SEC staff is looking at requiring disclosure of post-trade information to show which dark-pool operator is executing which trades, according to people familiar with the matter. That would give investors a better idea of the liquidity and depth of a particular operator. SEC is also considering whether to have the information disclosed on a real-time basis or collected and disclosed in an aggregate form.

Another area under review is the "indications of interest," which are similar to flash orders. If an exchange can't execute an order, it will look at indications of interest from a number of dark pools. Rather than flash the order for a potential mate, the exchange can route it through the dark pools that expressed indications of interest.

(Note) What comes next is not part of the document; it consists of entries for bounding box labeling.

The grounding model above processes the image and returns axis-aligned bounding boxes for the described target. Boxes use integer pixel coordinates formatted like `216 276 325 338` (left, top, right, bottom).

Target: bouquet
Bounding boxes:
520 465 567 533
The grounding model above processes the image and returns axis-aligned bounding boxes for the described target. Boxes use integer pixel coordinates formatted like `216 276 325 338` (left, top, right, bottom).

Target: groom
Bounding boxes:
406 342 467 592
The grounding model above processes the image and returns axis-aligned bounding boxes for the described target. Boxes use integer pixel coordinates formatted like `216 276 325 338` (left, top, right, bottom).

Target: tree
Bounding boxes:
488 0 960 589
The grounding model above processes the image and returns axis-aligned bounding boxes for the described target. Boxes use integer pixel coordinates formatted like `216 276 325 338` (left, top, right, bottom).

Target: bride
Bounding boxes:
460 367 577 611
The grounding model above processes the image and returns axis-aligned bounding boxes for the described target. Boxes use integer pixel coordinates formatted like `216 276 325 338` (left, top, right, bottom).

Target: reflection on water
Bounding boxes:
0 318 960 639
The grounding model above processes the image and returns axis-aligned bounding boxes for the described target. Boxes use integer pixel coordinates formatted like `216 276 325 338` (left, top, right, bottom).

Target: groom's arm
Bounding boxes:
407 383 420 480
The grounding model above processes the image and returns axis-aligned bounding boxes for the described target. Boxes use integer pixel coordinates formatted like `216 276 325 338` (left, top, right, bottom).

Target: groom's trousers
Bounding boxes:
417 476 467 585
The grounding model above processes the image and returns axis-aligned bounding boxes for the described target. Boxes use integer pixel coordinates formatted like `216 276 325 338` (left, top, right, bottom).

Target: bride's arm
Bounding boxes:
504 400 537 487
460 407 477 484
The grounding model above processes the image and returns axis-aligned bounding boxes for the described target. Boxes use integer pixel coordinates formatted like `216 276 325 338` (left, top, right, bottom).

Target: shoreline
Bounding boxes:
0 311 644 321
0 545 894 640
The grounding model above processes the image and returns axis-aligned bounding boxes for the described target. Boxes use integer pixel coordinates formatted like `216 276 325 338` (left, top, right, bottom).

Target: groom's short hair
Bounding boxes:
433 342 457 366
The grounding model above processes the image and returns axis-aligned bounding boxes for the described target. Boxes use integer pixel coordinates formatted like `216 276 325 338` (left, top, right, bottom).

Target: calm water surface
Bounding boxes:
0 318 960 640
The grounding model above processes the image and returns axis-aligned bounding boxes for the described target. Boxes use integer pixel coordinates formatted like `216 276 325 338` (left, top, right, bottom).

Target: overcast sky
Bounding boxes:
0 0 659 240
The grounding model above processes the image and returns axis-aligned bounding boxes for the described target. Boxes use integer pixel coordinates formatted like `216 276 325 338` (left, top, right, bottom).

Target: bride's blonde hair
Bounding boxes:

Are you dazzled by the flash?

Wednesday, August 05, 2009

Inter-dealer Brokers

SFC recently issued a circular to clarify the licensing obligations of inter-dealer brokers. Typically, inter-dealer brokers carry on the business of facilitating transactions between institutional clients and financial institutions in relation to a wide range of financial instruments, including listed securities and futures contracts, listed structured products, unlisted fixed income products and OTC derivatives. Transactions in listed instruments may be effected by inter-dealer brokers OTC or through an exchange.

SFC's concern is that some inter-dealer brokers might be carrying on a business in a regulated activity in Hong Kong, without having been appropriately licensed under SFO. The licensing obligation is largely dictated by the nature of the financial instruments that they trade, their clients and the booking structures which they employ. However, it is likely in most cases that inter-dealer brokers are carrying on a business in Type 1 / 2 / 3 regulated activity. Accordingly, it must be appropriately licensed unless it can rely upon any of the exemptions stipulated in SFO.

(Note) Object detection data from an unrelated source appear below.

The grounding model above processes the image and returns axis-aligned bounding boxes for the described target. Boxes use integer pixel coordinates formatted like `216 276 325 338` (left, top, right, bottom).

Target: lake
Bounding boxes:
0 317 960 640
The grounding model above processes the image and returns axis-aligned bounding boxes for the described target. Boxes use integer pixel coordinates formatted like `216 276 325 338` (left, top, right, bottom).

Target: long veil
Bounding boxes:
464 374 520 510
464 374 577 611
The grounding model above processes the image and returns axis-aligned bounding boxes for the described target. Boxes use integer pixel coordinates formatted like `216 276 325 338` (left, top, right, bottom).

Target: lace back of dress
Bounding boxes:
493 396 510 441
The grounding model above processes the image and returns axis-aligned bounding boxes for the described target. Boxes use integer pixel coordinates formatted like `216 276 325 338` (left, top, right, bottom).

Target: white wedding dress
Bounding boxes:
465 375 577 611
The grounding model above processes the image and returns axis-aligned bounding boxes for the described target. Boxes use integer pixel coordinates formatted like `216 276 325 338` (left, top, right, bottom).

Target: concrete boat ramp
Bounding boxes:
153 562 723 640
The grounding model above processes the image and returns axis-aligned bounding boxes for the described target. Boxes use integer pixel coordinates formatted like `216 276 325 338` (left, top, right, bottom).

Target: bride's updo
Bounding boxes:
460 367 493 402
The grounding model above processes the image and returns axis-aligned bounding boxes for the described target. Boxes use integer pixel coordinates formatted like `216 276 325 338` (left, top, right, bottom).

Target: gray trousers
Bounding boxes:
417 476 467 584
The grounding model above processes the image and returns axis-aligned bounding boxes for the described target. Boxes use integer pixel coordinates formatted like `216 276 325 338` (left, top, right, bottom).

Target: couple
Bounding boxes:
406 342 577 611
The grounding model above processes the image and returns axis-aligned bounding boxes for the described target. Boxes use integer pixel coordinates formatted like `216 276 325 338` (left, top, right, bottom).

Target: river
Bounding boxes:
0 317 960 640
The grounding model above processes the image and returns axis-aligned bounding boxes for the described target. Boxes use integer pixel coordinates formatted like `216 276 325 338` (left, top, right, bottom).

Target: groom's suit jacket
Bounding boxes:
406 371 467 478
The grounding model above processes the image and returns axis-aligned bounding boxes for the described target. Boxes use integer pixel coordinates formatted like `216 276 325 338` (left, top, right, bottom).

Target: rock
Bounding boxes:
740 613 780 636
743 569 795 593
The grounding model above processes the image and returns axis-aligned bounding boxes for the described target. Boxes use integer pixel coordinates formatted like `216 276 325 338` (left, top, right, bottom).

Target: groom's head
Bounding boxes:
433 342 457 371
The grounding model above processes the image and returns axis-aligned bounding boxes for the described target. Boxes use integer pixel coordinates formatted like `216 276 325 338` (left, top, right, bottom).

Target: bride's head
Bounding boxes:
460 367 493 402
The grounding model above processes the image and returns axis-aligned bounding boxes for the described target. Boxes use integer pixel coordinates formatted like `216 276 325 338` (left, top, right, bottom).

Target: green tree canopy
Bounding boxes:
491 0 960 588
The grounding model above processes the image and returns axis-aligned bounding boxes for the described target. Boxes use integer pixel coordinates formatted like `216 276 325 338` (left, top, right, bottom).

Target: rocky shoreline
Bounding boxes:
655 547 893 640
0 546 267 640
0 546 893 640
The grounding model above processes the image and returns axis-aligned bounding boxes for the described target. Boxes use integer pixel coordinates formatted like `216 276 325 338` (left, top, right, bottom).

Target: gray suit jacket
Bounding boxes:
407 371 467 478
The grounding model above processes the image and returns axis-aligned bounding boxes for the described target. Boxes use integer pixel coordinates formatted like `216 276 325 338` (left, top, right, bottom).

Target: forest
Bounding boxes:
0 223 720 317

Some inter-dealer brokers might take the view that they are not required to be licensed because they are able to rely upon the "as principal" exemptions provided for in the definitions of "dealing in securities" and "dealing in futures contracts". However, SFC points out that these "as principal" exemptions are quite narrow in their scope and that some of their business activities might well fall within the above definitions.

In particular, SFC does not interpret the "as principal" exemptions as being applicable to transactions such as back-to-back arrangements which involve the temporary interposition of a third party (such as an inter-dealer broker) between the parties who are, in the real sense, the buyer and the seller. Where a broker routinely facilitates or effects such transactions by entering into back-to-back contracts with the buyer and with the seller, it is not able to rely on the "as principal" exemptions. There is no "as principal" exemption provided for in the definition of "leveraged foreign exchange trading".

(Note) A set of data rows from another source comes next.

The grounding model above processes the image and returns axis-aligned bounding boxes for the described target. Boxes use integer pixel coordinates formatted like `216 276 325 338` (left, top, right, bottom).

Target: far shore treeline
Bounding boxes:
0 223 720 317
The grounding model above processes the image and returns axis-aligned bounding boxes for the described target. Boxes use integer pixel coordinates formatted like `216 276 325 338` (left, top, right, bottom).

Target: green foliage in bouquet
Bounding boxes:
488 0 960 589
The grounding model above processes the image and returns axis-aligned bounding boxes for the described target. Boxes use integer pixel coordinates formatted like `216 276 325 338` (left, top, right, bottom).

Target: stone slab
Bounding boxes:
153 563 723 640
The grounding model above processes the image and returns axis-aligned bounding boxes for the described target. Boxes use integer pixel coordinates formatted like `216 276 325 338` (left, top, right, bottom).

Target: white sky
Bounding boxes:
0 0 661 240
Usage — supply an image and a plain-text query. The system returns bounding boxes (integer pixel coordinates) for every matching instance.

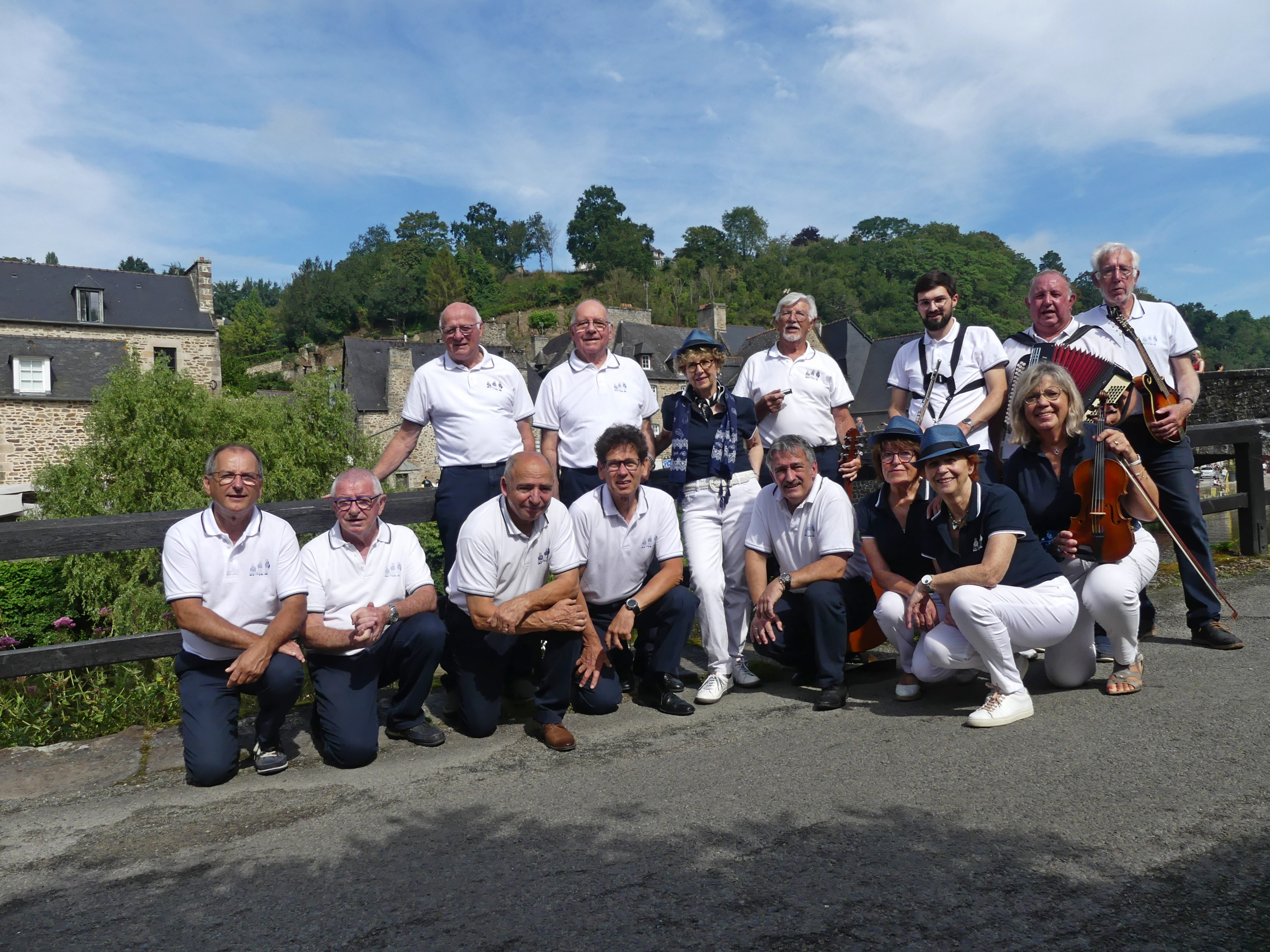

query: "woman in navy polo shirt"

Some inter-dealer brokers which are approved money brokers under Banking Ordinance might take the view that they are not required to be licensed under SFO because they are able to rely upon the "money broker" exemptions provided for in the definitions of "dealing in securities" and "leveraged foreign exchange trading". Again, SFC states that these "money broker" exemptions are quite narrow in their scope. There is no "money broker" exemption provided for in the definition of "dealing in futures contracts".

In determining whether an inter-dealer broker is able to rely upon the licensing exemptions stipulated in SFO, SFC takes into account all of the relevant facts and circumstances and, in particular, whether the business model of the broker primarily involves agency brokerage.

SFC's clarification in this circular may be coming late because I've heard many inter-dealer brokers in Hong Kong are not aware of their licensing obligations.